1. Amendment of the phrase "I acknowledge that you are dissatisfied at the result of this review, which concluded that 'the board are satisfied with the outcome of the interview and see to reason to change the scores".
In short, the applicant is seeking that this Office direct that the [Head of the Public Body]'s comment be amended on the grounds that the members of the board had no standing to conduct their review in the first place and furthermore, due to the inadequacy of their review, they had no reason to be satisfied with the outcome of the initial interview. While the applicant clearly feels that this Office is required assess these matters, such assessment would be outside the Office's remit. Having regard to the board's report, it is clear to me that it was satisfied with the outcome of its review, and that the [Head of the Public Body] had adequate factual evidence before him when stating his opinion that this was the case. I find the above statement does not warrant any amendment further to section 17 of the FOI Act, accordingly.
2. Amendment of the phrase "I am happy to confirm that, as recommended by me, a through review of how you were awarded marks at your POR interview took place ... ".
It is evident that the [Head of the Public Body] considers the interviewing panel to have conducted a thorough review of the applicant’s interview. His opinion can only be subject to amendment if the applicant demonstrates that the factual information underlying that opinion was totally inadequate; if there exists bias, ill will, incompetence, lack of balance or necessary experience in the [Head of the Public Body], or because of some other factor rendering his opinion dangerous to rely on.
Firstly, I do not consider there to be any evidence before me in support of any notion that there existed any bias, ill will, incompetence, lack of balance or necessary experience on the [Head of the Public Body]'s part.
The applicant appears to contend that the [Head of the Public Body]'s opinion is based on an inadequate factual information: specifically that the report does not comment on whether or not the board had access to the presentation document, or on the appropriateness of marks awarded for relevant experience (notwithstanding the [Head of the Public Body]'s recommendation in this regard).
[The Public Body] states that the [Head of the Public Body] was satisfied that he had assigned the review to highly competent people whom he trusted to do what he directed in a right and honourable manner.
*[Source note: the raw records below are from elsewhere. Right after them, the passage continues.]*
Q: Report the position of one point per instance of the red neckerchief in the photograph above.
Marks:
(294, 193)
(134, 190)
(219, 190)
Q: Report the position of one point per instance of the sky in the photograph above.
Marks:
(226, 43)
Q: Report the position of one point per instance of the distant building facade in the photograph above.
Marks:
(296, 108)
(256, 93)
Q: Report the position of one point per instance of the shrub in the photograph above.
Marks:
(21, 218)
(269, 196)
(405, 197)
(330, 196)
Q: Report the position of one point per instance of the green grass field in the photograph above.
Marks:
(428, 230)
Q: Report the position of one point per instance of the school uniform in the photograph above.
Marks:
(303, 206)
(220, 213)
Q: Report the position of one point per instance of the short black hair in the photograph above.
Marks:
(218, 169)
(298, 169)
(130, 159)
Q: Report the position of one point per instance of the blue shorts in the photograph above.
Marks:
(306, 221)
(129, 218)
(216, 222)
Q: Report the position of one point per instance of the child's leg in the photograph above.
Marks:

He is stated as believing that, as nine people were initially interviewed, it would not have been difficult to recall the performance of the individual interviewees. [The Public Body] also states that the [Head of the Public Body] did not request a lengthy report, but that he had asked for a careful, methodical consideration of the marks awarded and a report to say whether or not the marks should be altered after such consideration. Accordingly, I do not consider it appropriate for me to find the fact, that the board's report may not contain as much detail as the applicant would like, to be sufficient proof of the contention that the factual information to which the [Head of the Public Body] had regard in forming his opinion was "totally inadequate" or that his opinion has been rendered dangerous on which to rely. I find the above statement does not warrant any amendment further to section 17 of the FOI Act, accordingly.
Having carried out a review under section 34(2) of the FOI Act, I hereby affirm [the Public Body]'s refusal to amend the above excerpts of the letter sent to the applicant dated 4 December 2009.
A party to a review, or any other person affected by a decision of the Information Commissioner following a review, may appeal to the High Court on a point of law arising from the decision. Such an appeal must be initiated not later than eight weeks from the date on which notice of the decision was given to the person bringing the appeal.